Baie de Kekova, Lycie
Turquie, août 2012
Parmi les références qu’il fait avoir fait l’effort de lire, je pense sincèrement que Fernand Braudel fait partie de ceux qui ont le mieux dit l’Histoire, car il a toujours regardé l’Histoire des Hommes par une lorgnette absolument horizontale, ne se contentant pas de s’attacher à l’événement. Il va chercher l’histoire là où elle n’est pas, là où elle se cache, là où elle ne compte pas se dévoiler ; dans la climatologie, dans l’histoire des techniques, des apprentissages humains et par ce biais, il arrive à refonder une histoire qui devient tout à coup cohérente. J’ai lu cet été Les Mémoires de la Méditerranée (préhistoire et antiquité) — avec un peu d’ironie puisque je l’ai commencé en Bretagne au bord de la Manche et que je l’ai terminé en plein Golfe de Thaïlande — et j’en suis ressorti ébloui.
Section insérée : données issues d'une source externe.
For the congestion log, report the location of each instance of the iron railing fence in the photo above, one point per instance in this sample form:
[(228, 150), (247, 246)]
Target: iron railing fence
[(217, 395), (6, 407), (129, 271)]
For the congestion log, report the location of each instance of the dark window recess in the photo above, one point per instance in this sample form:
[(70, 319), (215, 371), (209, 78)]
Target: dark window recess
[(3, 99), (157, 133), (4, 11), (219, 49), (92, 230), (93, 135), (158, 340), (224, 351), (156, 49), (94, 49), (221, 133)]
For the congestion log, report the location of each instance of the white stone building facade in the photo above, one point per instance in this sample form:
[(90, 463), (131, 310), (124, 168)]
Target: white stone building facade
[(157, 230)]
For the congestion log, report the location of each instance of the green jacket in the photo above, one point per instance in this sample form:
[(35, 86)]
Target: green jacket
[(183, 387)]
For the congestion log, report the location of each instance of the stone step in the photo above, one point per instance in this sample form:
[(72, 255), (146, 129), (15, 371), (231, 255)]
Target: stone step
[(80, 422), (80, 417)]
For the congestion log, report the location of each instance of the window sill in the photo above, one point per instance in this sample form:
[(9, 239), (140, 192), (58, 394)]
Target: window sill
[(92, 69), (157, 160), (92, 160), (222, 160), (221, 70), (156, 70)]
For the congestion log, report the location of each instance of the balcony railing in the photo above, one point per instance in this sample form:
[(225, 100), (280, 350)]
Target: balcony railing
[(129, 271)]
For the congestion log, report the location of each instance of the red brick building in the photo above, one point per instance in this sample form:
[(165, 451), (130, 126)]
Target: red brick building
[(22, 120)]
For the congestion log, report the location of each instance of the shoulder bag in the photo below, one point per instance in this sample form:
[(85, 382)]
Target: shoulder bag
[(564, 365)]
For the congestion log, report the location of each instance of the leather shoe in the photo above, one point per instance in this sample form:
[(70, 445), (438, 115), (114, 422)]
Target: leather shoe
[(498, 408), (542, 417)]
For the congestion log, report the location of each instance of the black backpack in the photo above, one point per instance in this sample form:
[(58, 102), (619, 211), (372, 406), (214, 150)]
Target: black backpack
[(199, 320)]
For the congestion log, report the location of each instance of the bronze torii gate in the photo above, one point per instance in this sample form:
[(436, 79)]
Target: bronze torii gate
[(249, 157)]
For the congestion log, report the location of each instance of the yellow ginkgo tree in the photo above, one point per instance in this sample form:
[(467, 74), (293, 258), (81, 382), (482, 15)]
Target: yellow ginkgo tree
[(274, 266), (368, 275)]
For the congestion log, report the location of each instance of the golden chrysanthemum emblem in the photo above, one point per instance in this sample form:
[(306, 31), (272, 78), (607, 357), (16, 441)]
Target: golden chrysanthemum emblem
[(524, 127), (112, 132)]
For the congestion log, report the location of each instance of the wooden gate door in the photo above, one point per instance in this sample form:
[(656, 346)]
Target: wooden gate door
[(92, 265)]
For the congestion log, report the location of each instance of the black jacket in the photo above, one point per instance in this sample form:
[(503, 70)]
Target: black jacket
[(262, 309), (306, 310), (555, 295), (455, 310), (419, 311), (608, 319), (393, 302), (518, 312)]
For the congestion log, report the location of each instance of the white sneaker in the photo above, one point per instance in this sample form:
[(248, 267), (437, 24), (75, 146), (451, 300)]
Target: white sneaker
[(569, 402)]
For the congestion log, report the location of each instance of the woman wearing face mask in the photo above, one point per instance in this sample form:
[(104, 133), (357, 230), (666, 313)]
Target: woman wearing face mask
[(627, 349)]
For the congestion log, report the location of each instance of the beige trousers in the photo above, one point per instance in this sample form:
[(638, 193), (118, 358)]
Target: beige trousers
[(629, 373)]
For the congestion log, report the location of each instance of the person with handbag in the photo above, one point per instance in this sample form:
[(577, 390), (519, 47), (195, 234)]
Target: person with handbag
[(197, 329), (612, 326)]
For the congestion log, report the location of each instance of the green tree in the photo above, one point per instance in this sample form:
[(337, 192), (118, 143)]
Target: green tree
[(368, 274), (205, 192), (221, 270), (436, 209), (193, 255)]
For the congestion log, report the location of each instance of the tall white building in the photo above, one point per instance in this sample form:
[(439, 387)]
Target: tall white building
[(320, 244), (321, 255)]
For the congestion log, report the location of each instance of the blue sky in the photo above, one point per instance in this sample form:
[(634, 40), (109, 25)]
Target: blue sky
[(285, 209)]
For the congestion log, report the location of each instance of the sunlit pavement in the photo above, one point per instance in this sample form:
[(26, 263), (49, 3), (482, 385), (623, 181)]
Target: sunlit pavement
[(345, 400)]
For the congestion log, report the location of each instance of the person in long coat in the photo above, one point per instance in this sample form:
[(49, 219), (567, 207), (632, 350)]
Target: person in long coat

En quelques lignes, il brosse l’histoire de la Méditerranée, de ses jeux de conflits, de ses constructions, de ses espoirs de civilisation et des chutes des grandes civilisations qui ont fait l’histoire de l’Europe méditerranéenne avec une clairvoyance incroyable et trace des lignes ouvrant au maximum le spectre des connaissances qui peuvent s’accumuler sur le sujet.
Mais avant tout, pour comprendre cette Méditerranée nourricière, multi-séculaire, il faut d’abord et avant tout voir la mer, en devenir l’esclave mental et le serviteur inconditionnel.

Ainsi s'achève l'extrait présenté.